Les affrontements se poursuivent place Saint-Augustin. Violence inouïe.#GreveGenerale #greve9janvier #paris pic.twitter.com/bSdSXVCEYM
— Brice Ivanovic (@bi1192) January 9, 2020
Dans quelles circonstances ces faits ont-ils eu lieu ? Que s'est-il passé exactement, et quelles sont les blessures des manifestants ? Eléments de réponse.
"Je saignais énormément"
La femme filmée sur cette vidéo, Irène, est conductrice sur la ligne 9 du métro parisien, et élue du syndicat Unsa-RATP. Elle se trouvait avec plusieurs de ses collègues syndiqués près de la tête du cortège, vers la gare Saint-Lazare, lorsque ces heurts ont éclaté. Il était alors près de 17 heures, assure auprès de franceinfo la conductrice. "Cela se passait dans un climat tout à fait normal (...). D'un seul coup, nous avons vu un nuage de fumée. La police chargeait", décrit Jean-Christophe Delprat, secrétaire général Sud-RATP, qui accompagnait Irène à la manifestation.

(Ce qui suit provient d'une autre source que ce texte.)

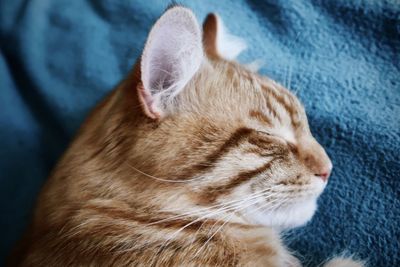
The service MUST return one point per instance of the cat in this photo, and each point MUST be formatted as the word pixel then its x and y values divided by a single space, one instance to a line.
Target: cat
pixel 193 160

Quand la police a souhaité, selon elle, "couper le cortège", "nous nous sommes mis sur le côté [du cortège] avec mon collègue Damien", l'autre manifestant visible sur la vidéo, relate Irène, âgée de 36 ans. Une fois sur le trottoir, "nous étions en train de discuter quand il y a eu une bousculade. Mon téléphone est tombé", poursuit-elle. D'après la conductrice, un policier leur a indiqué de ramasser rapidement le téléphone. "Damien a voulu le récupérer et tout de suite, trois à quatre policiers l'ont collé contre le mur." Irène est quant à elle frappée par un autre agent des forces de l'ordre.
Je reçois trois, quatre premiers coups au niveau de l'avant-bras. Je reçois un nouveau coup au bras en étant de dos, et quand j'essaie de récupérer mon téléphone qui est retombé, je reçois un coup de matraque télescopique sur le crâne.

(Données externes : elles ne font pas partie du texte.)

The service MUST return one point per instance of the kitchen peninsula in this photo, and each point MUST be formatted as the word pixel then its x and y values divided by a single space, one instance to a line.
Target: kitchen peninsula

Irène, manifestante blesséeà franceinfo
La manifestante raconte avoir "commencé à tituber un peu", sous le choc du coup. "Il était vraiment, vraiment fort, je saignais énormément. J'ai commencé à faire un malaise", relate la conductrice. C'est alors que des "street medics" ont commencé à la soigner, avant l'arrivée d'autres collègues syndiqués, parmi lesquels Jean-Christophe Delprat.
"Nous l'avons retrouvée le visage et le pantalon maculés de sang", rapporte le secrétaire général Sud-RATP. "Elle avait des plaies ouvertes au crâne, des plaies au bras, l'envie de vomir et la tête qui tournait", assure le syndicaliste. Ce dernier l'a ensuite emmenée dans un magasin d'optique situé boulevard Haussmann, près de la gare Saint-Lazare. Joint par franceinfo, l'enseigne confirme avoir recueilli la manifestante blessée, avant sa prise en charge par des pompiers et son arrivée aux urgences de l'hôpital Lariboisière, où on lui a posé "deux, trois agrafes" sur le cuir chevelu.

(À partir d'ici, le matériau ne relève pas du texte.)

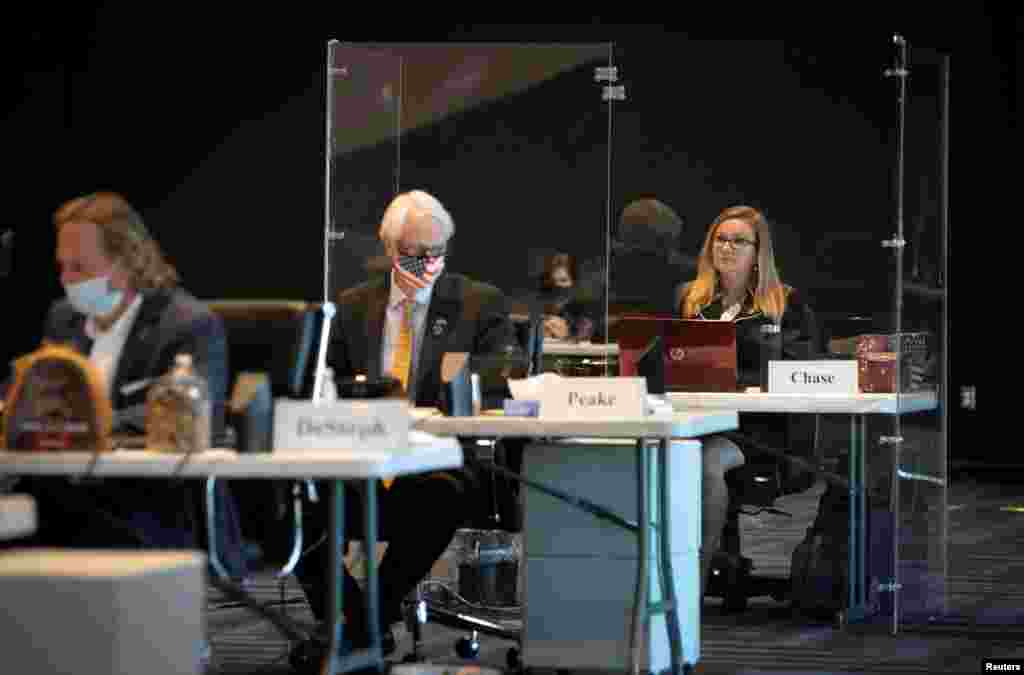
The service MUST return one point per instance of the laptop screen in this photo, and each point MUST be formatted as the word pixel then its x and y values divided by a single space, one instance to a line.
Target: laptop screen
pixel 698 354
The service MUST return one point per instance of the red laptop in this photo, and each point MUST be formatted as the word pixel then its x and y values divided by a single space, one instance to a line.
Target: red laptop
pixel 699 354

La manifestante souhaite porter plainte
Vendredi matin, Irène souffrait encore de nausées après ces blessures. "Je suis toujours en état de choc", souligne la conductrice, qui a l'intention de porter plainte. Quant à Damien, il a été interpellé et "devrait être déféré devant le procureur", d'après Jean-Christophe Delprat. "Nous n'en savons pas plus" sur ses blessures et son état de santé, s'inquiète le secrétaire général de Sud-RATP. "Nous espérons le récupérer sans séquelle", renchérit Irène.
Je ressens de la rage, de l'incompréhension et de la colère contre cette police qui n'est plus là pour nous défendre.
Irèneà franceinfo
"Nous avons le droit de grève et le droit de manifester, insiste la conductrice. Et maintenant, il faut faire attention. On se sent en danger à cause d'eux [les policiers]."
Correctif : dans un premier temps, une source judiciaire a indiqué, par erreur, à franceinfo l'ouverture d'une enquête après la diffusion de cette vidéo. Il n'en est rien : il n'y a bien qu'une seule enquête ouverte pour l'instant concernant un probable tir de LBD à bout portant sur des manifestants.